Not anymore. After watching Barbaro break down in the 2006 Preakness and Pine Island crash to the track in last Saturday's Breeders Cup Distaff, I think I'll stay busy elsewhere the next time racing's on the TV schedule. I can't take the dread of wondering which poor horse will be next.

Yes, I know breakdowns happen--that they're considered "part of the game" that is racing. But I don't know which makes me more sick to my stomach: The fact that they ARE considered part of the game, or that the powers that be see fit to whitewash them in in order to keep us watching.
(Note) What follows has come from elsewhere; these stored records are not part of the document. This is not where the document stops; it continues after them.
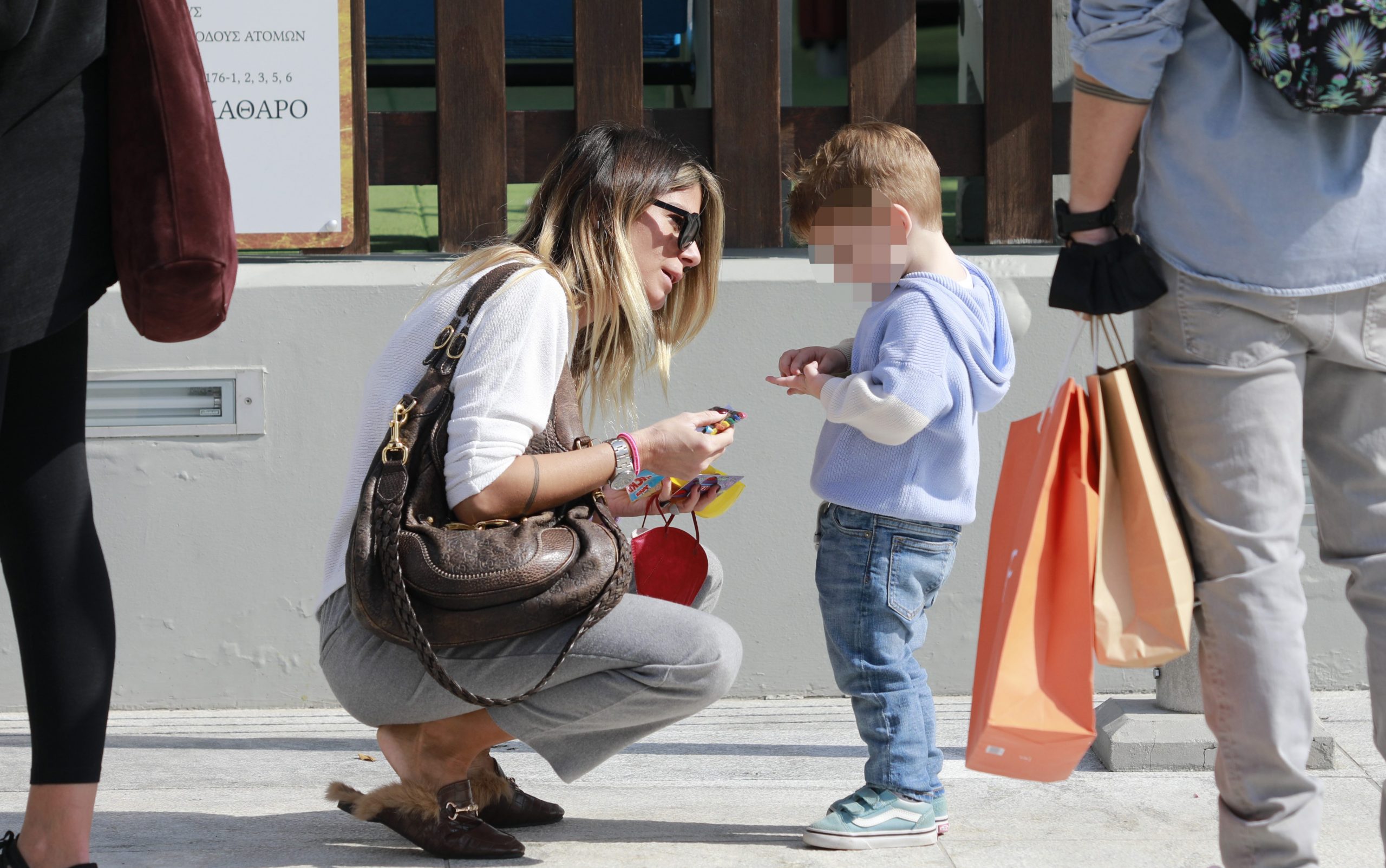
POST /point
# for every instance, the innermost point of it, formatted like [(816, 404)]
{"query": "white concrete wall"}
[(217, 544)]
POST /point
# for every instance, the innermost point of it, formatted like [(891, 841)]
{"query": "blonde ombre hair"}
[(578, 231), (877, 154)]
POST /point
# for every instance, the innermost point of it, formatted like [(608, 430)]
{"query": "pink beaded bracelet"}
[(635, 451)]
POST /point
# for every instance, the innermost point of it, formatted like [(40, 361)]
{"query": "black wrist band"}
[(1066, 222)]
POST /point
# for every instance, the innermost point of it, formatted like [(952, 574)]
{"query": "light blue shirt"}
[(1238, 186), (944, 350)]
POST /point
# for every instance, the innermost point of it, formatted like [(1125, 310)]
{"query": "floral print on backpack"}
[(1323, 57)]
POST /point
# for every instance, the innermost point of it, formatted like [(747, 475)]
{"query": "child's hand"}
[(807, 383), (829, 361)]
I'm still disturbed over the way Pine Island's breakdown was covered. We were told she suffered a "dislocated ankle" with a "compromised blood flow" requiring euthanasia. Come on. I saw the one and only instant replay of her somersault fall, the replay that got aired before someone obviously prevented any repeats from being shown on ESPN's broadcast. What was left of her left foreleg twirled beneath her knee like a propeller. I'd call that a broken leg--wouldn't you?

Yesterday, I read that ratings were down for this year's Breeders Cup broadcast. I'm not surprised. After seeing what happened to Pine Island and hearing the candy-coated version of her fate, I can't have been the only viewer who turned off her TV and found something else to do.

Wednesday, November 1, 2006

The Day of the $50 Colt

Some 60 years ago, when the recreational horse world was freshly re-energized after the end of World War II, a horse magazine editor penned an editorial in which he declared, "The day of the $50 colt is over." Lauding the explosive interest in all things horse, he claimed (with good justification, considering how the war put most horse activities on hold) that there just weren't enough good horses to go around and that breeders were in for some golden times.

I've re-read that editorial many times, always marveling over the notion that there could have been a day when $50 would buy a colt. But now I'm marveling for another reason: The day of the $50 colt is back. I learned this after downloading the price results of a recent regional registered-horse auction--one that's an established market venue with a loyal clientele of sellers and buyers. Fifty-dollar colts? Yessirree. These in particular were unspotted weanlings culled from a color-breed farm, hauled far enough to make the fuel bill for getting them to the auction ring greater than what they brought.

I like to think they went home with thrilled 4-H kids. Kids who'd saved chore and allowance money so they could buy a horse of their very own. Kids who couldn't believe their great good luck in having their dream of horse ownership come true for such a tiny price. I like to think this even though I know these $50 colts could just as easily be standing in a horse feedlot in northern Montana, eating and growing until they're worth sending to the slaughter plant over the border in Alberta.

The day of the $50 colt. Is its return a good thing, or a bad thing? Seems like a two-edged sword to me, and one of a sort that I never thought I'd live to see.